The display went up Feb. 8 and prompted complaints within a couple of days. University President Frank Lazarus was away from the campus in the Dallas suburb of Irving when it was displayed but went to see it when he returned.
Lazarus said he found the print objectionable but didn't remove it because of concerns about restricting academic freedom.

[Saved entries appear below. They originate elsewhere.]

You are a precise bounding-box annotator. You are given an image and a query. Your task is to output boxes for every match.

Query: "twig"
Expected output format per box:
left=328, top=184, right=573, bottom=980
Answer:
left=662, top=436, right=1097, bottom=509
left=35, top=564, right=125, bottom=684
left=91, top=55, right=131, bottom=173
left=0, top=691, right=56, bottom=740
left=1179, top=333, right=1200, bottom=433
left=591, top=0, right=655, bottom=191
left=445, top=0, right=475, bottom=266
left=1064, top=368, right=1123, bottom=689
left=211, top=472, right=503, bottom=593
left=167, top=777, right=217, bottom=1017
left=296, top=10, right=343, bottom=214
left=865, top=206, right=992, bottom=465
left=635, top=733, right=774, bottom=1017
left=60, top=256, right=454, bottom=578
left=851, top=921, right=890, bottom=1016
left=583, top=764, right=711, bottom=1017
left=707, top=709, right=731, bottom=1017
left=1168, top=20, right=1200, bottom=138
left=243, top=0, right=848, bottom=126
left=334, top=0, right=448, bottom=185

Instead, he and other officials decided to put up signs warning that some items might be considered offensive.
"It was imprudent of (Lazarus) to leave it up," said Tom Lagarde, a member of the Class of '97 and secretary of the school's national alumni board. "Regardless of what the artist's message was ... the means she used were illicit, at least for Catholics."
Lazarus said he was considering further restrictions when the piece was discovered missing Feb. 14. Campus police are investigating the case as a theft.
Joshua Neu, a junior majoring in English and philosophy, was among those upset by the print.
"The university ought not display images that make profane that which the institution holds sacred," he said.
Jeanne Luthi, a senior art major at UD, said students need to see contemporary art, even if some of it is upsetting.
"People read (philosopher Friedrich) Nietzsche in the core curriculum, and that's fairly anti-Christian," she said. "It just feels like the visual arts are being held to a completely different standard."
Asked for her description of the piece, Gianulis wrote in an e-mail:
"The work is a black and white woodcut relief print depicting a scantily clad stripper wearing a veil and holding a rosary. Other details in the work are scrolls saying 'Sinner or Saint?' in Spanish and referencing the Virgin (of) Guadalupe, and also a snake, some white lilies, a pair of scales, and also a small image of a bar of soap opposite a bottle marked 'xxx.'"
The Virgin of Guadalupe is a revered image to many Catholics, particularly Hispanics who accept the legend of the 16th-century appearance of Mary, the mother of Jesus, to a Mexican peasant.
Dallas is a center of Virgin of Guadalupe devotion, and its downtown cathedral is named for her.